We meet at 7 at Brother G's building downtown. I wait for him in the garage by his vehicle because on this day Brother G's big German Shepherd isn't coming along and if I were to show my face he would know his owner was off to the woods without him and he'd tear the place to shreds. In fact, Brother G has put all his hiking equipment in the car the day before so the dog doesn't figure it out. Clever dogs, German Shepherds.
Despite the fact that we plan on reaching an altitude of 10,500 ft or so, neither of us looked at the weather or really thought too much about what we should bring. Of course, even though this is a mere 45 minutes east of Los Angeles and it's April 22nd it is snowing at the trail head and we both are wearing shorts. Brother G's short pants are a respectable number made out of some sweat-wicking, moisture-repelling fabric; mine are a pair of ancient, Ralph Lauren tennis skivvies that might have been considered a bit too high-on-the-thigh back when the Celtics were winning championships. I'll admit that I do this intentionally; I try to channel an Austrian exchange counselor from 1986 named Rudi who had the short-shorts, the mullet, the mustache - really the total package. I can't grow a mustache and I'm receding from the front, so no mullet either; all I got is the short-shorts. Maybe one Sunday I'll wear a wig. I'm digressing. The point is, we are not prepared for the weather but I'm from New England and he's from the North of England, so we say "F it" and start walking.
At about 7,000 ft there's a lodge. There's also the unloading area for a chairlift, which explains why this lodge has a chef and some hot coffee if you want it. There's a guy there named Larry who writes reviews for hiking and mountaineering products for those types of magazines. He spent the night at the summit. He looks like Albert Brooks. He makes me feel like a pussy because he spent the night at the summit and he looks like Albert Brooks. He's a nice guy and he's got killer gear. I can't help notice he has cramp-ons strapped to his pack and for the first time I think about abandoning the rest of the hike. Truth be told, the altitude has already taken a toll on Brother G and I feel a little under-dressed.
But I'm from New England and he's from the North of England so we put on all the layers we have, including my LeTigre windbreaker, and press on.
Within 15 minutes Brother G has to stop pretty frequently to keep his breath - the altitude is really effecting him. My lungs feel great but I fear I'll get frostbite if I don't keep moving quickly; we decide to split up. Apart from the two of us there is one Japanese man about 30 yards in front of us, taking three steps then resting, three steps then resting. I pass him in no time. I keep moving and moving, until I look back and Brother G and the Japanese man are out of sight. I figure I'll just persevere since the snow is now two feet deep and sticking to the trail is just a matter of following the footprints, or to be precise placing my bare leg into a line of deep holes, left by Larry.

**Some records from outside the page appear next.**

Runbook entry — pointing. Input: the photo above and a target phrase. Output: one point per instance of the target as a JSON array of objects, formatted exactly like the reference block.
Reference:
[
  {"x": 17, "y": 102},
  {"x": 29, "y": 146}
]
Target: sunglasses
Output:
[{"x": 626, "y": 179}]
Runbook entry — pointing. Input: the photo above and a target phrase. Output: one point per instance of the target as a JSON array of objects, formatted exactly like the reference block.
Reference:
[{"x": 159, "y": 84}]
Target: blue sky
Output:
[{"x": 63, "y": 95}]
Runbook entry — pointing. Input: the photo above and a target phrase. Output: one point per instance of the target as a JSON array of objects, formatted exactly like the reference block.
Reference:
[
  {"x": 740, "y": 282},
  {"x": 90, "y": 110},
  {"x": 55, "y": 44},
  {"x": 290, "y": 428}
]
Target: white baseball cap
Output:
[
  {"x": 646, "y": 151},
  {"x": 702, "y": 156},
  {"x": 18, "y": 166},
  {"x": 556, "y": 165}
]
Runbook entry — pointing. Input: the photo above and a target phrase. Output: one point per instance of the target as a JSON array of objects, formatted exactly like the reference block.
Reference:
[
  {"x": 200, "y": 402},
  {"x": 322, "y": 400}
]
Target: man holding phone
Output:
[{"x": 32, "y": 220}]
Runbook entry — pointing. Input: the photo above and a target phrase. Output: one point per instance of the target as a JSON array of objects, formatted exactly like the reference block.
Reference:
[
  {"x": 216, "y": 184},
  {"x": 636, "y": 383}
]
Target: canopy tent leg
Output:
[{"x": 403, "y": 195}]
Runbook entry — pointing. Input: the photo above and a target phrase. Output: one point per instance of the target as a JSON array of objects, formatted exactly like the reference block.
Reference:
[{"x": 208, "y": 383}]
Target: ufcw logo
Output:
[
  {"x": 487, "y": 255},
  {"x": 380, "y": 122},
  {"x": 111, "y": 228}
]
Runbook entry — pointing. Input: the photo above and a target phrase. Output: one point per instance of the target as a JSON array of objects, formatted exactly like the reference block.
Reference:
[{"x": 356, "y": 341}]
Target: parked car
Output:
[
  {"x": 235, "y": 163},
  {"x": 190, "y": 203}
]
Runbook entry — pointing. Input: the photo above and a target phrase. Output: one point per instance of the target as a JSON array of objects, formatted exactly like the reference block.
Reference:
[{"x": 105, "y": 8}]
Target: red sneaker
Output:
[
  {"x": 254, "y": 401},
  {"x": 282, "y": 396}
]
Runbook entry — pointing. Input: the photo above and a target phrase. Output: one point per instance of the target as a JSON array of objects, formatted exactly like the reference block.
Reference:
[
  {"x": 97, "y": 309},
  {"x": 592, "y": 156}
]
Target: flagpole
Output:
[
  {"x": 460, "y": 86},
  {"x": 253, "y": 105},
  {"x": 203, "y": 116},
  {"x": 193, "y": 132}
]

20 minutes later I am about a quarter mile into a section of the hike called the Devil's Backbone. It is a series of ridges between peaks with severe drop-offs on both sides. The wind whipping past me is probably in the 40-50 mph range, there's snow everywhere, and I'm not only wearing shorts, I'm wearing all white. The snot is flowing freely and my hands are shoved deep into my pockets. I keep going.
Finally I think about it too much and realize, even though the summit is just about 300 feet away, that it is very likely I will lose my footing, or get dizzy from the altitude, or get to the summit and head back the wrong way, or something equally as catastrophic will occur, so I turn around. Damn you Larry! I really feel like a pussy now; that guy slept up there.

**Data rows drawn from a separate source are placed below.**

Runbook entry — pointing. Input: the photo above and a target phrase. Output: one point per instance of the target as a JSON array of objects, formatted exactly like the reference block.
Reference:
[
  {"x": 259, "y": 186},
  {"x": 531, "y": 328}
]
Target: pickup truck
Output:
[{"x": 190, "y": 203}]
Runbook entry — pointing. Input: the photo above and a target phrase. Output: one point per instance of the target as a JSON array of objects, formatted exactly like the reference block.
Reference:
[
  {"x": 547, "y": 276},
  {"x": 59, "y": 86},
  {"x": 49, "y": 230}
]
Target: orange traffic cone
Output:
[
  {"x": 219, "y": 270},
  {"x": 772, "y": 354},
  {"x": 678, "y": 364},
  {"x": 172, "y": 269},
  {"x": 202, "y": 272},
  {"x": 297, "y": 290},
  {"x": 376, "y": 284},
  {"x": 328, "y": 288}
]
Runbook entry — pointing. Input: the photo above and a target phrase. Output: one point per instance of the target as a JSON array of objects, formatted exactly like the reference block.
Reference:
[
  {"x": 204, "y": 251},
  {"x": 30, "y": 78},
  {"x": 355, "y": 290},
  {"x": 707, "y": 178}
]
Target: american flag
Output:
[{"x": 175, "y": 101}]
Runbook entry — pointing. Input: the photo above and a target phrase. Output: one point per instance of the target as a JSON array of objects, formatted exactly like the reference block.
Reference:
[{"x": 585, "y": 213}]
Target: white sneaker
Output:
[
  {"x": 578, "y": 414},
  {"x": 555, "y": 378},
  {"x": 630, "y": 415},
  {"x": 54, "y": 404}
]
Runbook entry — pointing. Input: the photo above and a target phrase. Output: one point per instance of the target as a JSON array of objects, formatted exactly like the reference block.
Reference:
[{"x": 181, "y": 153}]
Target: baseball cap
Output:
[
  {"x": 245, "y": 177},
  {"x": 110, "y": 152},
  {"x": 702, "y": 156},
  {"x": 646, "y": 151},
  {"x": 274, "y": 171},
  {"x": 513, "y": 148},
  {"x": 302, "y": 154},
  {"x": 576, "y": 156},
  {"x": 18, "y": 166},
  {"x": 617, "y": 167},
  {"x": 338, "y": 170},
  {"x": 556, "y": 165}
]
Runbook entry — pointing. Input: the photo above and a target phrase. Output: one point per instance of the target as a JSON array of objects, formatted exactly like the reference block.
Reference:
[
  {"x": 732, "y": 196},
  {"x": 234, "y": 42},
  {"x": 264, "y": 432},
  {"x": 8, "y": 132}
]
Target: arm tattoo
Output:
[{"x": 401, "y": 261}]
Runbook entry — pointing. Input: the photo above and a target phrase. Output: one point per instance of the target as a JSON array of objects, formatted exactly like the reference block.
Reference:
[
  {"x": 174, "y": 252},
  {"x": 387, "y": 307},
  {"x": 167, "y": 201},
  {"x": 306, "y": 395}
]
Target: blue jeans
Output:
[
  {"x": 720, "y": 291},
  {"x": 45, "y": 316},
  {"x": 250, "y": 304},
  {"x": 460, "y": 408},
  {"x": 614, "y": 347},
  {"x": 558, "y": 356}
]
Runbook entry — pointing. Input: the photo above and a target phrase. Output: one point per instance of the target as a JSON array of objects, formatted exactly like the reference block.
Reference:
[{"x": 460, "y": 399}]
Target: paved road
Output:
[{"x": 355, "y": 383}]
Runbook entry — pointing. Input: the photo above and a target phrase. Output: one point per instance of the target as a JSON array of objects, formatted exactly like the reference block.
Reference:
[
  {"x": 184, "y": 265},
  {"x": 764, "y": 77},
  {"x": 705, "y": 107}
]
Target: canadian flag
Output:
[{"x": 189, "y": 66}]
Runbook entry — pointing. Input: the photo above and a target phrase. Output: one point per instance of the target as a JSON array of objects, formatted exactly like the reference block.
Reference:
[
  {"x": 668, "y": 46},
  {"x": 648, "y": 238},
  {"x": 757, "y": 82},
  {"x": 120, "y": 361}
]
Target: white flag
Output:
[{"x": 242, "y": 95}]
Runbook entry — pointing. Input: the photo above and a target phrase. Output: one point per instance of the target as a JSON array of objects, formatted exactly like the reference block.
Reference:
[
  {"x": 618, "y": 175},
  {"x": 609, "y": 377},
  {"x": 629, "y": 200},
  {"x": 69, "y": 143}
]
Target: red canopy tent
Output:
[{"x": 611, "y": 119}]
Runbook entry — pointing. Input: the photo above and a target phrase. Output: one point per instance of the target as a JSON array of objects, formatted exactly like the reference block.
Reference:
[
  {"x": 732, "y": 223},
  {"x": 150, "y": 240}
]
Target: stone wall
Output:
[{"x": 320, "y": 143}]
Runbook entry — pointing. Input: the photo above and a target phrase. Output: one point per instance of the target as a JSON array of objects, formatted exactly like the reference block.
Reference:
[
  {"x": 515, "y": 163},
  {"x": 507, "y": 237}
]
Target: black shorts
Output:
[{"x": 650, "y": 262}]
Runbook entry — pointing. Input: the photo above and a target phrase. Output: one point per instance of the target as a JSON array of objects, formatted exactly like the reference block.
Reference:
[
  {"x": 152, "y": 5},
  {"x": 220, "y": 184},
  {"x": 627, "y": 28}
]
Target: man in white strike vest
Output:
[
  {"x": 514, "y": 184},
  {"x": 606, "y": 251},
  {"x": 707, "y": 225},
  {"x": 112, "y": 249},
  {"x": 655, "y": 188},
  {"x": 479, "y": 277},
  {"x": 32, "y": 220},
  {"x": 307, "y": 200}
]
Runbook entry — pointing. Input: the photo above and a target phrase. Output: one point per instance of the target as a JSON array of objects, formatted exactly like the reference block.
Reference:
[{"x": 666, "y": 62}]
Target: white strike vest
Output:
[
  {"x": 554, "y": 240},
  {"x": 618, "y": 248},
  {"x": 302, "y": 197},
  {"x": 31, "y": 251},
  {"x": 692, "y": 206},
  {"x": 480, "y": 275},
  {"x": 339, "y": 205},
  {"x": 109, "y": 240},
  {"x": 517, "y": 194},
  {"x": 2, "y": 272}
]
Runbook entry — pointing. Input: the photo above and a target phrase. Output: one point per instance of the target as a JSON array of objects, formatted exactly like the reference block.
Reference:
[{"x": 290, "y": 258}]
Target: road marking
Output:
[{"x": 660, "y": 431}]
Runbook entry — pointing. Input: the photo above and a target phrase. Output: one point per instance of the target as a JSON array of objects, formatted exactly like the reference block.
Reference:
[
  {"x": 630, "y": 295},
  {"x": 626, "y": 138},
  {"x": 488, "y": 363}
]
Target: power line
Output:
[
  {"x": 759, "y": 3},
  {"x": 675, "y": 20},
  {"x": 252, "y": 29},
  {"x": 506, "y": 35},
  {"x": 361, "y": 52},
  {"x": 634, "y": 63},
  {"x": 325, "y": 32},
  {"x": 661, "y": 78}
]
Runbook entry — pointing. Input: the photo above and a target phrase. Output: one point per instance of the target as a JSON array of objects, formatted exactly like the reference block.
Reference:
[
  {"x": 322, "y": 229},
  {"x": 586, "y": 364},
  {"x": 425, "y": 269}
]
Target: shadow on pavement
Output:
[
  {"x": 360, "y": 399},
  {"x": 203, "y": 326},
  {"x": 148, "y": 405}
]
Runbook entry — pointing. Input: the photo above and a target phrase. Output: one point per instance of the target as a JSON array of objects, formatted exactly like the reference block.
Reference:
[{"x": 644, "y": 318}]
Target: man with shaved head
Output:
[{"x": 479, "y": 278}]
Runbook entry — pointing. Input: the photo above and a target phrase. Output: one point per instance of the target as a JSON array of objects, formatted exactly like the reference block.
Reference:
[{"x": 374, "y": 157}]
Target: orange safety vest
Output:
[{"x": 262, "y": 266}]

I don't run into the Japanese guy for 15 minutes or so. He says, "your friend. No." I take this to mean Brother G turned back, as I figured he would. I follow the footprints in the snow back to a wider section and then start running. I hate hiking down hill. I always run when I can. With all the snow it is actually a blast. In a half hour or so I am back at the lodge to find Brother G sitting with a plate of pancakes and a cup of hot chocolate. I eat a pancake.
The 3.5 - 4 mile trek back down to the car is uneventful. It's not that steep so I don't feel the need to run. It was a pretty good Earth Day, though we didn't discover it was Earth day until we heard someone mention it on the radio driving home.